El Estado que debió gobernar Alfonsín era todavía débil frente a los sindicatos y las fuerzas armadas, el viejo peronismo derrotado pasaba sus facturas entre los sueños de retornar al poder. Ese primer gobierno fue quizá el último intento de la política de imponerle un rumbo a la sociedad. Algunos que repiten la muletilla de que solo el peronismo puede gobernar olvidan que eso era antes, cuando el Estado era todavía débil frente a los factores de poder. Hoy todo ha cambiado, no hay más fuerzas armadas y los mismos sindicalistas o gobernadores, todos ellos dependen de las limosnas del poder central. Pocas provincias y sindicatos son libres de opinar con libertad, quien gobierna ya no seduce ni convence, solo impone la dependencia del gobierno de turno.

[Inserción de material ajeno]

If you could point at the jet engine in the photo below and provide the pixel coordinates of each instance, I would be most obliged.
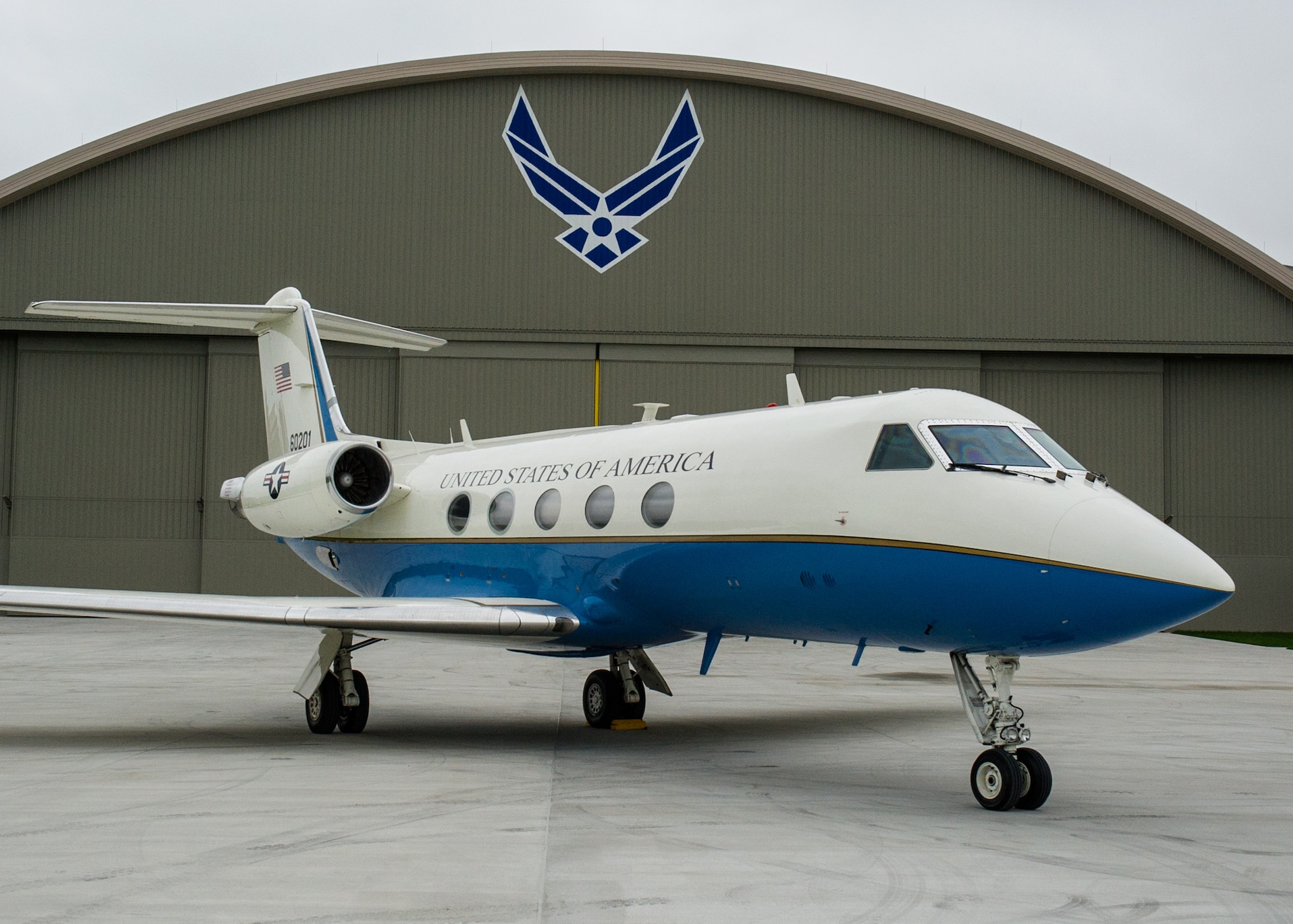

La mayoría absoluta que se retira con sus cadenas de noticias oficiales, esa mayoría que tanto daño le hizo a la democracia, ingresa hoy a otro escenario donde gane quien gane el poder será compartido. Se va quien nos trataba como enemigos, vuelve el tiempo de los adversarios. Se va quien eligió heredar a los que el General echó de la Plaza, vuelve el país del abrazo de Perón con Balbín.

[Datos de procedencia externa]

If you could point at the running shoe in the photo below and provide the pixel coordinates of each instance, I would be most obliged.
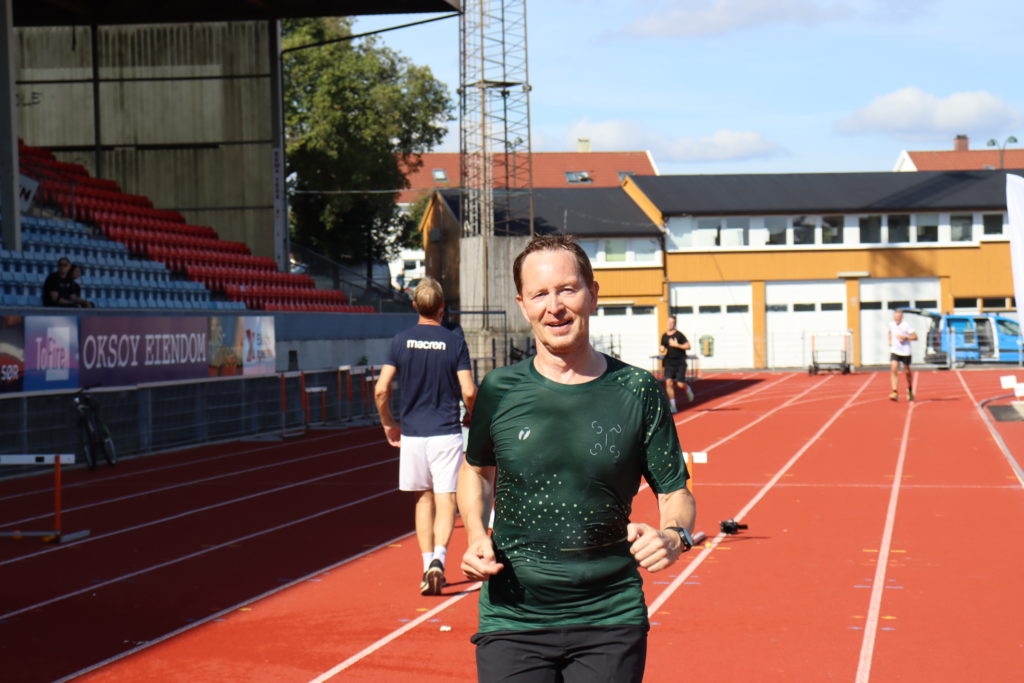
(433, 579)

El fanatismo habrá sido derrotado, aun cuando deje sus huellas de medios oficialistas. Estuvimos cerca de caer en el autoritarismo de los negocios justificado por los reservistas de pasados fracasos revolucionarios. Nunca una mezcla tan absurda y nefasta invadió nuestra dirigencia, pero ese es el fruto de la selección de los peores. Cuando una sociedad es conducida por sus mejores representantes, sin duda encuentra un camino de realización colectiva. En nuestro caso solemos optar por la situación inversa. Y estamos superando a duras penas un gobierno donde el discurso autoritario intentó deformar los índices que miden nuestra realidad y ocultar la corrupción con pretenciosas justificaciones progresistas.

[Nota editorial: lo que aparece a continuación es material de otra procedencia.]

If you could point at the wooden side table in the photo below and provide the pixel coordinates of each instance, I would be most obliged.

La política está retornando. En una mesa de dialogo estaban representados el sesenta por ciento de los votantes, en el asiento vacío estaba el cuarenta por ciento gobernante. Y el Estado trasmitía un partido de futbol para proponer que miremos para otro lado. Y Daniel Scioli nos enrostraba su desprecio por los que pensamos distinto participando de eventos musicales. Esperemos que no ganen, pero en todo caso, ya habremos superado lo peor, que fueron los tiempos de Cristina con autoritarismo, corrupción, pretensiones progresistas y mayoría absoluta. Gane quien gane, salimos de lo peor. Estamos volviendo a la política, esa que tiene vigencia cuando los pueblos son más fuertes que los gobiernos. Y debatiendo con pasión, ya vendrán tiempo de elegir los mejores. Falta poco.